Santa Clarita Valley History In Pictures

Dick Held's Agua Dulce Memories.
By DICK HELD.
Spring 2002.
[SEE IMAGES][SHORT VERSION]


Introduction

Geneva Jane Dean was born in 1893 in Corona, Calif. She had three older and very protective brothers: Frank, Ralph, and Forrest. Her younger brother, Leonard was born one or two years later. She grew up in a moderately well-to-do home in Corona, spending her summers in Corona Del Mar and Huntington Beach. In 1912 she followed Forrest to Stanford University. Later she attended a California Normal School and became a teacher.

Her first teaching was in a one-room school in an Arizona mining town, Clifton, near Morenci, where she taught for a few years, moving back to California to teach at Sulphur Springs in another school with mostly children of miners. While teaching she boarded with Walter and Minnie Murphy in the large Mitchell ranch house.

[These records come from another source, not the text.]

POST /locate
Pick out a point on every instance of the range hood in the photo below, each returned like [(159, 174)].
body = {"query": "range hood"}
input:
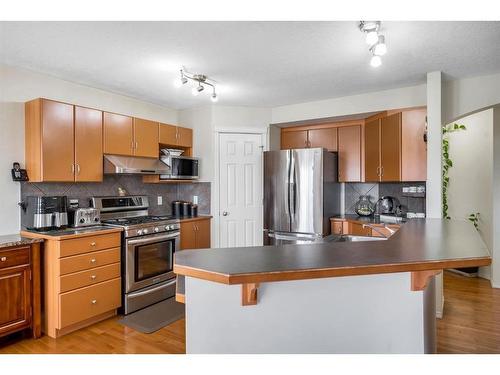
[(117, 164)]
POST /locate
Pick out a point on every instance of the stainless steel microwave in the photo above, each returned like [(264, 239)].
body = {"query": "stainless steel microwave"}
[(181, 168)]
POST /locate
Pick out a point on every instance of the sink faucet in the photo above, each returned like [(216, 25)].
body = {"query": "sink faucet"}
[(377, 229)]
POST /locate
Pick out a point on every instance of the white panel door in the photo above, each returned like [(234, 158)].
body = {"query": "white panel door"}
[(240, 181)]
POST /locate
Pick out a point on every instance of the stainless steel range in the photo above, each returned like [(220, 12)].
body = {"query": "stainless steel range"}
[(148, 247)]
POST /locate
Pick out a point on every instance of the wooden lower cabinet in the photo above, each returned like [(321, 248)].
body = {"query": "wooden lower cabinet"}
[(355, 228), (82, 281), (195, 233), (20, 305)]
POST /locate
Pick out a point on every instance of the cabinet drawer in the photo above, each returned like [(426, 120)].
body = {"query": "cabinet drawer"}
[(90, 277), (85, 303), (14, 257), (89, 261), (91, 243)]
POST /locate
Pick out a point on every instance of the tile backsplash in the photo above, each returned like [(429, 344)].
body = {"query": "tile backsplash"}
[(377, 190), (132, 184)]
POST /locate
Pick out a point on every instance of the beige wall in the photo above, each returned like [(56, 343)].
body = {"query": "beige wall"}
[(18, 86)]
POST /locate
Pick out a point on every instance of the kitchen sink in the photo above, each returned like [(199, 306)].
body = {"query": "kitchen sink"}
[(351, 238)]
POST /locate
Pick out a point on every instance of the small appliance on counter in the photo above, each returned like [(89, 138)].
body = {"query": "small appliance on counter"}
[(84, 217), (184, 209), (388, 205), (45, 213), (181, 167)]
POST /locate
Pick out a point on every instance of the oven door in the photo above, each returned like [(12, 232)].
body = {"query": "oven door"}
[(150, 260)]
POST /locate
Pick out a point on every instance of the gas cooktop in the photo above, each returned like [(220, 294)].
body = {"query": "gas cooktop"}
[(137, 220)]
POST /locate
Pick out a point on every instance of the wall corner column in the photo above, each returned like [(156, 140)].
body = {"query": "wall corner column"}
[(434, 164)]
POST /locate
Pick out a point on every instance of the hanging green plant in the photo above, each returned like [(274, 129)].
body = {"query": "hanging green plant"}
[(474, 218), (447, 162)]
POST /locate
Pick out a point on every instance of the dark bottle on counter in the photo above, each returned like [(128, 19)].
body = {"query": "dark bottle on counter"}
[(177, 208)]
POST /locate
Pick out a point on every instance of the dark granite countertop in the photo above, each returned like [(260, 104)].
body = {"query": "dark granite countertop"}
[(17, 240), (70, 232), (420, 244)]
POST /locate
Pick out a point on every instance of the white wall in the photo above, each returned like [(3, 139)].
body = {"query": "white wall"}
[(471, 177), (413, 96), (464, 96), (18, 86), (495, 266)]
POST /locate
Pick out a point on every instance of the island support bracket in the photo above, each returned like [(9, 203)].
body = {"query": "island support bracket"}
[(420, 279), (249, 294)]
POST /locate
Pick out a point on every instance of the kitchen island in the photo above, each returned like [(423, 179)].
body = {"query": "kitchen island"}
[(339, 297)]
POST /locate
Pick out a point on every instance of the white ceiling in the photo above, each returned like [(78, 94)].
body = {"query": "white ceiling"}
[(254, 63)]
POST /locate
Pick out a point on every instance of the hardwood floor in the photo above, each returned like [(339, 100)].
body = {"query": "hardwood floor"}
[(471, 324), (107, 337), (471, 319)]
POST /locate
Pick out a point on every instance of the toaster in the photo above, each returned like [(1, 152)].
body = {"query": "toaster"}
[(84, 217)]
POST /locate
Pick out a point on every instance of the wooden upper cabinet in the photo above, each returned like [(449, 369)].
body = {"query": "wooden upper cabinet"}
[(184, 137), (49, 149), (176, 136), (413, 146), (168, 134), (118, 134), (325, 138), (349, 149), (146, 138), (294, 139), (390, 147), (372, 150), (88, 144)]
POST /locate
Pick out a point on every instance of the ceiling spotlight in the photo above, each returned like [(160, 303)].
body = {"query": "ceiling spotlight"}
[(200, 80), (179, 82), (375, 61), (371, 37), (380, 48), (370, 28)]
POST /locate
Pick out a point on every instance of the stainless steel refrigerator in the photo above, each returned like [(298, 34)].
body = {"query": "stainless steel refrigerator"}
[(301, 193)]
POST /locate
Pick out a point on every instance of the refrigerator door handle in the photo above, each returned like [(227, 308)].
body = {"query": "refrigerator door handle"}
[(292, 188)]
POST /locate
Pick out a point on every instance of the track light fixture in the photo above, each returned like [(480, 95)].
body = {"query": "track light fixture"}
[(200, 80), (375, 40)]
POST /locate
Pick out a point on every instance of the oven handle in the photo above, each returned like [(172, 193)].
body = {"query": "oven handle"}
[(153, 238), (163, 285)]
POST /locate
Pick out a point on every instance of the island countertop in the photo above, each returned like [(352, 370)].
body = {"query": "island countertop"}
[(420, 245)]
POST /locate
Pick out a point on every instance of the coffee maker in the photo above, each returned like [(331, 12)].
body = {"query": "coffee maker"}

Anthony Rutherford Held was born in Collinsville, Ill., in 1899, the youngest child in a family of two sisters and four brothers. His three much older brothers decided little Tony would not grow up as a coal miner like most of the men in Collinsville at that time.

In the early 1900s the three Held men left their families and moved to California where they took up a homestead near Muroc Dry Lake and began to prepare a place to bring their wives, mother and baby brother. Their first task, not too difficult for miners, was to dig a 200-foot-deep well which proved to furnish water too alkali to drink. The brothers then moved to Los Angeles while continuing to prove up the homestead. They eventually found work with the Boos Brothers chain of cafeterias as managers and bakers.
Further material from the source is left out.